My Nhan, a Victim in the Monterey Park Shooting, Loved Fashion and Ballroom Dancing

Shortly after 10 p.m. on Saturday, My Nhan, 65, and her dance partner that night, an older man, decided to leave the Lunar New Year celebration at Star Ballroom Dance Studio a little early.

Ms. Nhan was the driver, and she was beginning to back up when she noticed a figure walking behind her vehicle. She stepped on the brake to allow the person to keep going. Within seconds, the interaction turned tragic.

In the quiet parking lot, the figure — later identified by the authorities as the suspected gunman — walked up to the driver’s window and shot Ms. Nhan several times. Ms. Nhan, known as Mymy, was the first person fatally shot in the rampage in Monterey Park, Calif., that left 11 people dead.

Her passenger, after managing to escape uninjured, went on to recount the horrifying final moments of Ms. Nhan’s life to her relatives, including a niece, Fonda Quan, 32.

“Her wounds were all on her left side,” Ms. Quan said in a telephone interview Tuesday. “There is a chance that she did not even have a chance to see the person. All the shots hit my aunt.”

Ms. Quan joined many others on Monday in making a sad pilgrimage to the Los Angeles Coroner’s office to identify their loved ones and pick up personal belongings.

“And just seeing those items, I mean, it was definitely difficult,” she said, holding back tears.

The coroner’s office plans to conduct an autopsy before Ms. Nhan’s body is released to her relatives. Then the family can begin the painful process of making funeral arrangements.

Ms. Nhan, the second-youngest of six siblings, emigrated from Vietnam in the 1980s and settled in Rosemead, Calif., about 5 miles from Monterey Park. She did not have children, but loved her nine nieces and nephews as if they were her own, Ms. Quan said.

Ms. Nhan was “really into fashion,” her niece said, and gravitated toward any activity she considered part of a healthy lifestyle, like ballroom dancing — especially salsa and waltz.

Ms. Nhan had also been taking care of her mother, who died a little more than a month ago, Ms. Quan said. After grieving for weeks, she said, “we were really looking forward to, you know, start that Lunar New Year fresh. And unfortunately, this happened.”

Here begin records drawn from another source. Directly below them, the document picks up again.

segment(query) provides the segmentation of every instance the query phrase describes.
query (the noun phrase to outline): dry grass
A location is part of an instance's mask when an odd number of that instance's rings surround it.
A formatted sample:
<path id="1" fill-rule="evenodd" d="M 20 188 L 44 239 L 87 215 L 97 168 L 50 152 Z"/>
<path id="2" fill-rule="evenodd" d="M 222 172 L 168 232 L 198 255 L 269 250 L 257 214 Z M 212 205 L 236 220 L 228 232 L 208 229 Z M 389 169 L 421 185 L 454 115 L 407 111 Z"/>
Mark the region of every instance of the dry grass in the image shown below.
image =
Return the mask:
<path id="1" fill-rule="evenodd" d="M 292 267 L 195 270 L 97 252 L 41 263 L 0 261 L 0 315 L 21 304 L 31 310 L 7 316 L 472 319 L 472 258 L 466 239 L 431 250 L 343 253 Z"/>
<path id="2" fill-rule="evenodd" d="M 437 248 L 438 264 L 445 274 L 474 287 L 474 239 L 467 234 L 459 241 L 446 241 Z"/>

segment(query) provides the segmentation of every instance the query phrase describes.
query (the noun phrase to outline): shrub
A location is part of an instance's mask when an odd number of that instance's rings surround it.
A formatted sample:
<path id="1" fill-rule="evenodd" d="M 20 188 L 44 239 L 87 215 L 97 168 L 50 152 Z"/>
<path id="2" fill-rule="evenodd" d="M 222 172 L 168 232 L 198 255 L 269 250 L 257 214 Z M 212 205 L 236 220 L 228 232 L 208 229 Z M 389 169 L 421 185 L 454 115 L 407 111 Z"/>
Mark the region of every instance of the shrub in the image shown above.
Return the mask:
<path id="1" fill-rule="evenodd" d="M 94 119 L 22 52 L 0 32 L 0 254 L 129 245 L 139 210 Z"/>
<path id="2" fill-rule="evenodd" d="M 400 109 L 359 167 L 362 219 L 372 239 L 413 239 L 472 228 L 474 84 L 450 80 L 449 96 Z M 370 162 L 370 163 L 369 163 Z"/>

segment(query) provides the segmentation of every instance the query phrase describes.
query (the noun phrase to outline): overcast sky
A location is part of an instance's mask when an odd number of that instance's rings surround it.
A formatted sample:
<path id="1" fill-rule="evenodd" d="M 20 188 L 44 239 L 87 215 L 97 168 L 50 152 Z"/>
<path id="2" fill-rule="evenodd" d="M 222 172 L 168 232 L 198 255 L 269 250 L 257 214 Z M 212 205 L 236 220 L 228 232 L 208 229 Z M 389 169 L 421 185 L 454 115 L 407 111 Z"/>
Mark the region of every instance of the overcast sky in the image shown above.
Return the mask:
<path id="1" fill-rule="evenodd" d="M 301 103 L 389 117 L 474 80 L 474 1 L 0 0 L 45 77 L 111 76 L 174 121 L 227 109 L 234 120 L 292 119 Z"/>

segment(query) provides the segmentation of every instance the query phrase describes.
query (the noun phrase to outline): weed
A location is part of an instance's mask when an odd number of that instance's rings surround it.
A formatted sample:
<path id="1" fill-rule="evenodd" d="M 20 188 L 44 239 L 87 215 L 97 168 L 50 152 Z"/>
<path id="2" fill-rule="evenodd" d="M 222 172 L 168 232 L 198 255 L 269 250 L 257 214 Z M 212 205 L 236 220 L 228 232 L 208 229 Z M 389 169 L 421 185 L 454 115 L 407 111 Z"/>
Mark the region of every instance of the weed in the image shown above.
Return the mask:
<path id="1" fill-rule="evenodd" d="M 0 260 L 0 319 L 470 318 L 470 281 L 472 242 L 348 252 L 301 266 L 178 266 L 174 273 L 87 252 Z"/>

The San Gabriel Valley is home to a cluster of small cities like Monterey Park where large immigrant populations, many of them from Asia, have formed close bonds, especially among those in the ballroom dancing community, Ms. Quan said. Though they are near Los Angeles, the cities tend to feel like smaller towns.

On Saturday night, Ms. Quan was at home with her newborn when she received a call from her mother at an unusually late hour. Someone inside the ballroom had called Ms. Quan’s mother moments earlier to say that Ms. Nhan had been shot. The news was so unfathomable, Ms. Quan said, that for a few minutes she and her mother wondered if it was a prank.

Ms. Quan rushed to the scene and saw police officers and emergency crews everywhere. “This is where we realize, you know, this, it might have been a real incident,” she said.

In the interview, she could not help referring to Ms. Nhan in the present tense.

“The one thing that I think she’ll be best remembered by, is just exactly how kindhearted she is, how cheerful she is, and just being kind and friendly to everyone,” Ms. Quan said.